Lob für die alte Zeit
Merkel und Orbán erinnern an paneuropäisches Picknick – Zwist von heute blitzt auf
SOPRON - Zur Feier eines historischen Ereignisses wollte Viktor Orbán einmal ganz Europäer sein. In seiner Ansprache nach dem ökumenischen Gottesdienst in der evangelischen Kirche in Sopron lobte der ungarische Premierminister die deutsche Bundeskanzlerin Angela Merkel, „die für ihre Arbeit für Europa die Wertschätzung der ungarischen Nation genießt“. Minuten später aber ließ er einmal mehr durchblicken, dass er mit Merkels Europapolitik gar nicht einverstanden ist. „Grundlage der Europäischen Union sind die unabhängigen Nationen“, dozierte Orbán, der sich in Fragen der Migration der Solidarität entzieht – und sich in Sachen Rechtsstaat von den gemeinsamen Werten der EU entfernt. Die Europäische Union müsse „immer wieder neu erschaffen werden“, sagt Orbán weiter. Das böse Wort von der „illiberalen Demokratie“meidet er inzwischen, jetzt spricht Orbán von „christlicher Freiheit“.
Merkel konterte Orbán in gewohnt trockener Art – und doch erstaunlich klar: „Wir sollten uns stets bewusst sein, dass nationales Wohl immer auch vom europäischen Gemeinwohl abhängt“, sagte sie in Richtung Orbán. Sie verbrämte die kritische Anmerkung mit reichlich Lob und Dank für Ungarn – vor allem für das Ungarn des Jahres 1989. Im Sommer jenes Jahres geschah mit dem Paneuropa-Picknick ein entscheidender Schritt in Richtung Ende des Kalten Krieges. Merkel dankte also der damaligen reformkommunistischen Führung des Landes, den Organisatoren des Paneuropa-Picknicks, den Grenzschützern, „die Menschlichkeit über Dienstvorschrift“gestellt hätten. Sie alle hätten für die deutsche Einheit eine entscheidende Rolle gespielt.
Am 19. August 1989 hatte Ungarn für drei Stunden unweit der westungarischen Grenzstadt Sopron den „Eisernen Vorhang“geöffnet, um mit Österreichern eine „europäische Party“zu feiern. „Aus dem Picknick“, so Merkel, „wurde die größte Massenflucht aus der DDR seit dem Bau der Mauer 1961.“Tausende Ostdeutsche hatten damals ihren Ferienaufenthalt genutzt, um über Österreich in die Bundesrepublik zu gelangen. Im selben Jahr fiel die Berliner Mauer, danach ging die DDR unter, alle anderen Länder des Warschauer Paktes befreiten sich aus dem Joch der Sowjetunion.
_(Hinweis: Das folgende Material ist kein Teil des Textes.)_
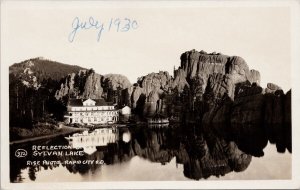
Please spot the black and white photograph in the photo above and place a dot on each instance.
(125, 93)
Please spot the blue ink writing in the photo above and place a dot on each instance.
(114, 24)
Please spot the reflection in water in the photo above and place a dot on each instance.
(89, 141)
(201, 153)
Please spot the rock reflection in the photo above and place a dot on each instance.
(89, 141)
(201, 151)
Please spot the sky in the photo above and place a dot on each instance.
(157, 35)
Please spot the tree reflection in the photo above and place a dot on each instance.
(201, 150)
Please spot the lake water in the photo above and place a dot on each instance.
(144, 153)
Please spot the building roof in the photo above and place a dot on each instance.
(79, 102)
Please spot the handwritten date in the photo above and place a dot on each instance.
(114, 24)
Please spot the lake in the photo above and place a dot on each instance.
(144, 153)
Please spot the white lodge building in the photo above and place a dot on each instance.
(90, 111)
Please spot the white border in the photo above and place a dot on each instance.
(294, 183)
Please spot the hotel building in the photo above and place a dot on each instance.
(88, 111)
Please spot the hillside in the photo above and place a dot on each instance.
(43, 69)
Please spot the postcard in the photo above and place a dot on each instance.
(149, 94)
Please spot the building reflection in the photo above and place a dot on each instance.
(201, 152)
(90, 140)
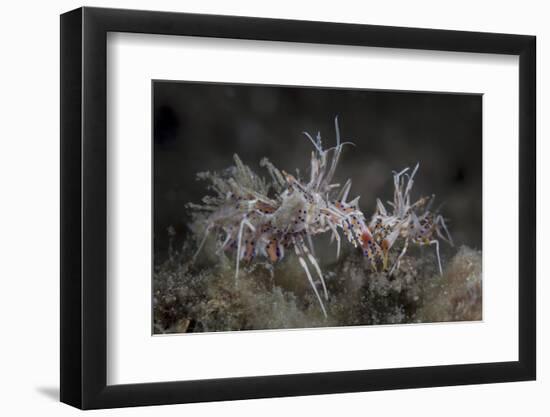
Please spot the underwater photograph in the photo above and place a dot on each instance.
(282, 207)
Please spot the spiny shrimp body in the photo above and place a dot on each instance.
(249, 222)
(253, 224)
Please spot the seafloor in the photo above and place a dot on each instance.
(204, 297)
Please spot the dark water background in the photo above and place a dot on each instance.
(198, 127)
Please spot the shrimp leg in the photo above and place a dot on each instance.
(303, 264)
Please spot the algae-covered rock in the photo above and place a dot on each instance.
(204, 296)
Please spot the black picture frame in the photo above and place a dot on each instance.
(84, 207)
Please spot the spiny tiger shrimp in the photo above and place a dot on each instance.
(254, 224)
(407, 222)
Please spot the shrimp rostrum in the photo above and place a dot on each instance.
(253, 224)
(254, 217)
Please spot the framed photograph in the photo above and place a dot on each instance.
(258, 208)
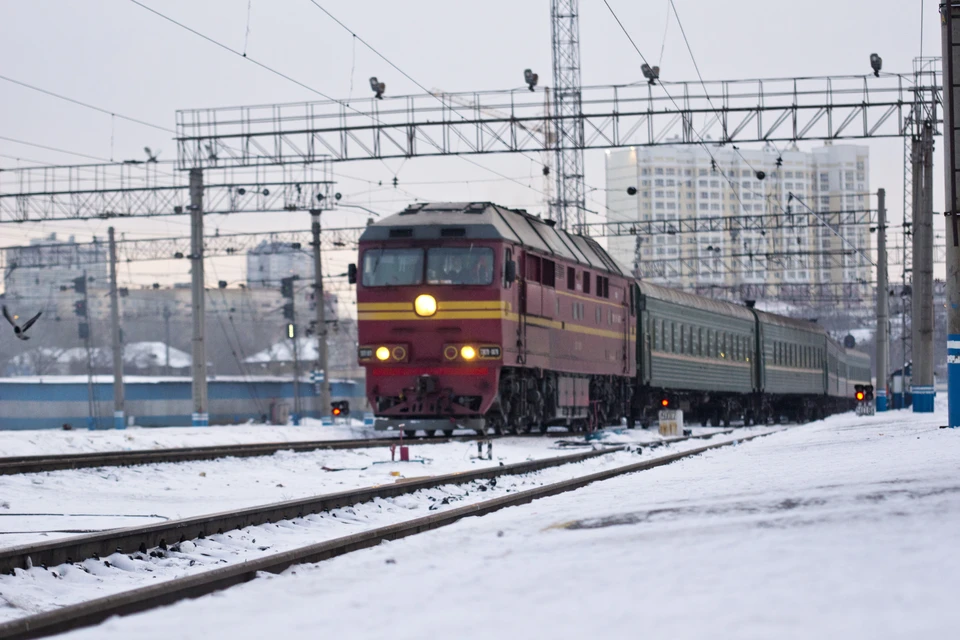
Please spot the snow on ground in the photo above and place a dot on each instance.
(50, 441)
(80, 500)
(39, 589)
(845, 528)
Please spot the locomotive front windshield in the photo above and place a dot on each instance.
(473, 265)
(445, 265)
(392, 267)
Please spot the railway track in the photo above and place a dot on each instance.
(42, 463)
(94, 611)
(36, 464)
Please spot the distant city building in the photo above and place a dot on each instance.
(269, 262)
(38, 271)
(683, 183)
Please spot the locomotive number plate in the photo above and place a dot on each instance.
(489, 353)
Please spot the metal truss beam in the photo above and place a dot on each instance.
(139, 190)
(734, 111)
(142, 250)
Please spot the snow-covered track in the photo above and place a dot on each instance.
(95, 611)
(41, 463)
(162, 534)
(58, 462)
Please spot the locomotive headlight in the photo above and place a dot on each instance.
(425, 305)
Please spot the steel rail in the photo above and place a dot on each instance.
(95, 611)
(41, 463)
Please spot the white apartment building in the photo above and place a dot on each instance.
(269, 262)
(736, 255)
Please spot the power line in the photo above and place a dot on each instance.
(85, 104)
(41, 146)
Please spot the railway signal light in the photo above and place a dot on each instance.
(530, 78)
(286, 287)
(378, 87)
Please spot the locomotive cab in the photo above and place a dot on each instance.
(432, 289)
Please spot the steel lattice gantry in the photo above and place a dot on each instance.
(569, 209)
(436, 124)
(117, 190)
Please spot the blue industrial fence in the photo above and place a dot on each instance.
(51, 402)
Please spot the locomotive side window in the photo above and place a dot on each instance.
(449, 265)
(533, 268)
(548, 273)
(392, 267)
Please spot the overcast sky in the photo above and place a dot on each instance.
(119, 56)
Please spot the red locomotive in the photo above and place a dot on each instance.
(476, 316)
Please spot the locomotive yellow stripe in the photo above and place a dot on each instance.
(474, 304)
(439, 315)
(385, 306)
(441, 305)
(587, 298)
(495, 315)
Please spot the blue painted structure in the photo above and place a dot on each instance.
(49, 402)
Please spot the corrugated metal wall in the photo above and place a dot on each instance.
(51, 402)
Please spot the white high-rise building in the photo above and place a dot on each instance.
(270, 262)
(679, 187)
(40, 271)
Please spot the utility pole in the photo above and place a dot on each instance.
(197, 305)
(166, 339)
(82, 309)
(922, 369)
(570, 209)
(950, 36)
(290, 314)
(321, 315)
(116, 341)
(883, 302)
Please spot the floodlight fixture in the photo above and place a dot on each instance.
(530, 78)
(377, 87)
(652, 74)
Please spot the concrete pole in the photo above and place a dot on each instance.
(166, 338)
(922, 369)
(950, 36)
(321, 332)
(883, 300)
(201, 417)
(295, 338)
(116, 341)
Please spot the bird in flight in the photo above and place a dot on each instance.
(19, 331)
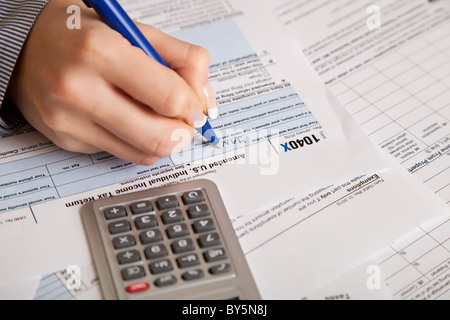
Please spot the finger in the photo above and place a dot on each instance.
(134, 123)
(89, 138)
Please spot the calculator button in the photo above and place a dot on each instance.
(188, 260)
(161, 266)
(172, 216)
(150, 236)
(182, 245)
(167, 202)
(215, 254)
(114, 212)
(177, 230)
(193, 196)
(133, 272)
(145, 222)
(165, 281)
(198, 211)
(128, 257)
(192, 275)
(137, 287)
(119, 227)
(220, 269)
(155, 251)
(209, 240)
(203, 225)
(125, 241)
(141, 207)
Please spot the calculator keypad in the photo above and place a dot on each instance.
(170, 240)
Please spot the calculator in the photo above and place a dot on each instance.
(171, 242)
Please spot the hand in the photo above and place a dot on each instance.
(89, 90)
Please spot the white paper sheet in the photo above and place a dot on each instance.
(388, 62)
(42, 187)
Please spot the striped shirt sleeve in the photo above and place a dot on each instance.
(17, 17)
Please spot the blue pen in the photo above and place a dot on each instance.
(116, 18)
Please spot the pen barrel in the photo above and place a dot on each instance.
(112, 13)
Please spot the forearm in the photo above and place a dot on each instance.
(17, 17)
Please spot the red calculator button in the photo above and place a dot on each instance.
(137, 287)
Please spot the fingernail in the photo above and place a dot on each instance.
(210, 99)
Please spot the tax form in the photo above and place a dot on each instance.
(393, 78)
(283, 134)
(415, 267)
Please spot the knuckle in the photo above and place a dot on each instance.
(177, 100)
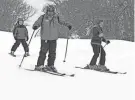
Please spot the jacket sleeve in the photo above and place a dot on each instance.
(38, 22)
(15, 31)
(26, 33)
(62, 22)
(103, 39)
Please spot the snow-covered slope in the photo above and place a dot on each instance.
(19, 84)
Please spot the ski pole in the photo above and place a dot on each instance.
(66, 51)
(37, 33)
(28, 46)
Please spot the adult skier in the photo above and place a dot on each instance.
(49, 35)
(20, 34)
(97, 38)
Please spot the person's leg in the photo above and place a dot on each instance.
(101, 65)
(102, 56)
(42, 54)
(15, 46)
(25, 46)
(96, 50)
(52, 52)
(52, 55)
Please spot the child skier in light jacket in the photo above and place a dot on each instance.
(49, 23)
(20, 34)
(97, 38)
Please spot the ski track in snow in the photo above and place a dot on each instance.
(18, 84)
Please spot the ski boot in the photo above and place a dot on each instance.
(92, 67)
(12, 54)
(51, 68)
(102, 68)
(39, 68)
(26, 54)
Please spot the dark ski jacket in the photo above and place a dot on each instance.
(49, 28)
(20, 32)
(96, 31)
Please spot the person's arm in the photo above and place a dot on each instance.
(37, 23)
(61, 22)
(26, 34)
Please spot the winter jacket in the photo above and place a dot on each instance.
(20, 32)
(49, 29)
(96, 31)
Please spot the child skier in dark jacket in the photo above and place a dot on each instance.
(97, 38)
(20, 34)
(49, 23)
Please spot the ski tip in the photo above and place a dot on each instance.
(72, 75)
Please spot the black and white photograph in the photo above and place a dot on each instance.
(67, 50)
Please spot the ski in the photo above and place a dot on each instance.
(111, 72)
(53, 73)
(12, 55)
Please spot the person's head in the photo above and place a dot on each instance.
(50, 10)
(20, 21)
(99, 22)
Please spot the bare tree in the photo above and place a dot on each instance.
(11, 10)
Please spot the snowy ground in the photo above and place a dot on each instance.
(18, 84)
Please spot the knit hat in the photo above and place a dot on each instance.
(20, 19)
(98, 21)
(51, 8)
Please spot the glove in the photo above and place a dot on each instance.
(27, 39)
(15, 37)
(35, 27)
(69, 27)
(107, 42)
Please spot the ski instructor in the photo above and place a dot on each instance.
(49, 35)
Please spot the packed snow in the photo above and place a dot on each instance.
(19, 84)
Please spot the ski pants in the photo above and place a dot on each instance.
(18, 42)
(50, 47)
(98, 50)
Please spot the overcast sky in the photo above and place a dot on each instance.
(37, 3)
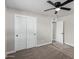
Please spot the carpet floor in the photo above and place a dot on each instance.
(43, 52)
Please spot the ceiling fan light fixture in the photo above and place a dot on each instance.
(57, 9)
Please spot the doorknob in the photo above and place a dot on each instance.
(34, 33)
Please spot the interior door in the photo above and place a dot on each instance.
(59, 32)
(31, 32)
(20, 33)
(25, 32)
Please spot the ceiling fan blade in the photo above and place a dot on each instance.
(66, 2)
(49, 9)
(51, 3)
(56, 12)
(64, 8)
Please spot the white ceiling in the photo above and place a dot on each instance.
(38, 6)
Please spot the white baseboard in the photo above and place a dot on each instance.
(43, 44)
(10, 52)
(69, 44)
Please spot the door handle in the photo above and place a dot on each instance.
(34, 33)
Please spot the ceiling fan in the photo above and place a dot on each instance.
(58, 6)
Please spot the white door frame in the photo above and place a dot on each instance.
(14, 28)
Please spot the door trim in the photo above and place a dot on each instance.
(14, 29)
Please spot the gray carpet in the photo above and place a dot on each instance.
(43, 52)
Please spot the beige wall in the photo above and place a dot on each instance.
(68, 29)
(43, 28)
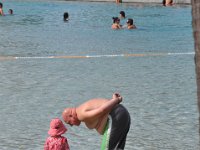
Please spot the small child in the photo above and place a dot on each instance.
(55, 141)
(66, 16)
(1, 10)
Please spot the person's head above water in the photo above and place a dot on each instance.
(10, 11)
(65, 16)
(70, 117)
(130, 21)
(116, 20)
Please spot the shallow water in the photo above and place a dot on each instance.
(159, 87)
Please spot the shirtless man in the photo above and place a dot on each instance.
(108, 117)
(1, 10)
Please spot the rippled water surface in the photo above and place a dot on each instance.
(152, 67)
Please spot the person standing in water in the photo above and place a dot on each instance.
(1, 10)
(108, 117)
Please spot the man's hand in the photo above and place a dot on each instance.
(118, 97)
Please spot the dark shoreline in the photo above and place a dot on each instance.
(184, 2)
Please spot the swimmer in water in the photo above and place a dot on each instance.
(1, 10)
(116, 23)
(130, 24)
(107, 117)
(66, 16)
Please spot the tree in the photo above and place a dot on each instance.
(196, 34)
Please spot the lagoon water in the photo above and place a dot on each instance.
(157, 80)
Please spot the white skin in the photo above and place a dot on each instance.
(94, 112)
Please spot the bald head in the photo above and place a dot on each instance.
(70, 117)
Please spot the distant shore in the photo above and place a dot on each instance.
(139, 1)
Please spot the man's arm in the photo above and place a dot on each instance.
(105, 108)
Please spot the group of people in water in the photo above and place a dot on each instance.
(116, 22)
(107, 116)
(10, 11)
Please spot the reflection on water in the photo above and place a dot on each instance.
(159, 90)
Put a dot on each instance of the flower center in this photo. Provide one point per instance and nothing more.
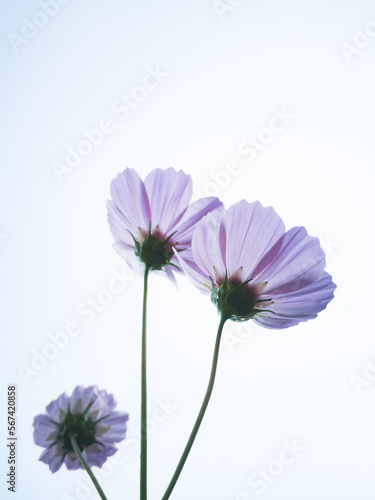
(238, 300)
(154, 249)
(80, 427)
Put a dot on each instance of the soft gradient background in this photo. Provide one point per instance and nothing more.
(227, 66)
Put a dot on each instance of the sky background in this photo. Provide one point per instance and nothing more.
(205, 79)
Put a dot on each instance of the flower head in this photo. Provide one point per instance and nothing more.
(149, 218)
(89, 415)
(255, 270)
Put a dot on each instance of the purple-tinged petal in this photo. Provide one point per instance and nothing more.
(297, 260)
(208, 246)
(169, 193)
(113, 428)
(130, 198)
(195, 275)
(50, 458)
(119, 225)
(193, 215)
(307, 301)
(251, 230)
(71, 462)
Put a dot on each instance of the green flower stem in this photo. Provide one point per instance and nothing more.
(202, 411)
(87, 468)
(143, 479)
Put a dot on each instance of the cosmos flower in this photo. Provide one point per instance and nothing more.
(89, 415)
(148, 218)
(253, 269)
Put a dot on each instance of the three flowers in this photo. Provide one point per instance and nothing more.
(242, 256)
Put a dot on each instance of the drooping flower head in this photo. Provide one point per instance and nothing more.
(149, 218)
(255, 270)
(89, 415)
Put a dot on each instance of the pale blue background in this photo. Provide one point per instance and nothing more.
(226, 76)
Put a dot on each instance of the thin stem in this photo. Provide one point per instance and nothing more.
(87, 468)
(143, 457)
(201, 413)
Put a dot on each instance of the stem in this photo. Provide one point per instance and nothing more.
(87, 468)
(201, 413)
(143, 457)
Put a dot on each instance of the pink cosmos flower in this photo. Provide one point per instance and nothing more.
(255, 270)
(148, 218)
(90, 416)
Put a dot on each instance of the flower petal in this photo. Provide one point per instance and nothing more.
(45, 431)
(250, 231)
(169, 193)
(195, 275)
(130, 198)
(208, 246)
(115, 425)
(297, 260)
(193, 215)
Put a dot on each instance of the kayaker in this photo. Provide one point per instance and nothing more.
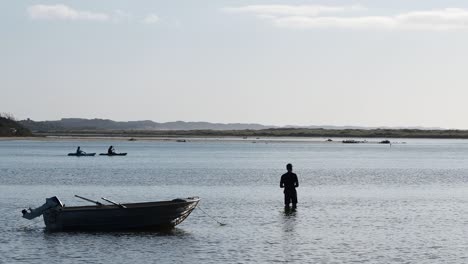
(111, 150)
(289, 182)
(79, 151)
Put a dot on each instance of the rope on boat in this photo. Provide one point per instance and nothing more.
(221, 224)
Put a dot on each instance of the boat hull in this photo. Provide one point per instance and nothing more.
(137, 216)
(82, 155)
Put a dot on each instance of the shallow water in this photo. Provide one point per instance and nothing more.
(366, 203)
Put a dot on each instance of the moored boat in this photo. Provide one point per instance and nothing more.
(128, 216)
(81, 154)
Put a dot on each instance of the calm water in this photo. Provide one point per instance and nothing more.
(365, 203)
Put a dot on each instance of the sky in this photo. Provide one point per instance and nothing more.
(362, 63)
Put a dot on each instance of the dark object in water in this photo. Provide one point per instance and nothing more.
(351, 141)
(113, 154)
(115, 217)
(81, 154)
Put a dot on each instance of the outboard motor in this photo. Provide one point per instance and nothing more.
(50, 203)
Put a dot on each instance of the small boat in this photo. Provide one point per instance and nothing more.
(159, 215)
(81, 154)
(112, 154)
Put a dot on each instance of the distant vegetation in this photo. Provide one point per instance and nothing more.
(273, 132)
(106, 127)
(106, 124)
(9, 127)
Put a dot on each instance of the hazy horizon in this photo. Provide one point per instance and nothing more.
(304, 63)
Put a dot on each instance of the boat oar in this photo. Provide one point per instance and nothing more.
(114, 203)
(89, 200)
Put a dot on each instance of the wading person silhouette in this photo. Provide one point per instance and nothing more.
(110, 150)
(79, 151)
(289, 182)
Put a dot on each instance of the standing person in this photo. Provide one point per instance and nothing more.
(111, 150)
(79, 151)
(289, 182)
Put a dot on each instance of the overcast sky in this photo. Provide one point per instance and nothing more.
(366, 63)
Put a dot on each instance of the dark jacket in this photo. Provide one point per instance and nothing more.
(289, 182)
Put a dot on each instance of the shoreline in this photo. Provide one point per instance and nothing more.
(186, 139)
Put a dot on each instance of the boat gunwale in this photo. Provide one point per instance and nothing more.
(138, 205)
Ein Lob Orbáns trifft selten Merkel, es trifft meist ihren politischen Ziehvater: „Ungarn war immer für die deutsche Wiedervereinigung“und „Helmut Kohl ist ein Held der Ungarn geworden“, sagte er. Vor 30 Jahren wurde der Eiserne Vorhang abgebaut, aber Orbán hat an der ungarischen Südgrenze zu Serbien einen solchen wieder aufgezogen. Sein Land verteidige „die christliche Kultur in Europa gegen unkontrollierte Zuwanderung“. Dafür sollten ihm die EU-Länder dankbar sein.
So böse er auf Brüssel ist, so milde behandelt er Russland: So wurde aus der Befreiung halb Europas vor 30 Jahren aus dem früheren sowjetischen Völkerkerker aus Orbáns Mund eine „Befreiung aus der sowjetischen Welt“. Er muss Rücksicht nehmen auf seinen Freund Wladimir Putin, der mit einem Milliardenkredit für die Modernisierung des Atomkraftwerks Paks aushilft und mit dem er überdies den Wunsch einer möglichst schwachen EU teilt.
Auf der Pressekonferenz hielt sich Orbán mit dem feierlichen Anlass nicht lange auf und stellte die wirtschaftlichen Beziehungen beider Länder in den Vordergrund. Deutschland bleibe Ungarns wichtigster Handelspartner und er rechne mit weiteren Investitionen deutscher Unternehmer. Orbán nannte neben Rüstung auch Forschung und Innovation als künftige Schwerpunkte. Gerade eben treten neue Gesetze in Kraft, die Wissenschaft und Universitäten aus ideologischen Gründen unter politische Kontrolle stellen – und somit europarechtswidrig ihrer Freiheit und Unabhängigkeit berauben.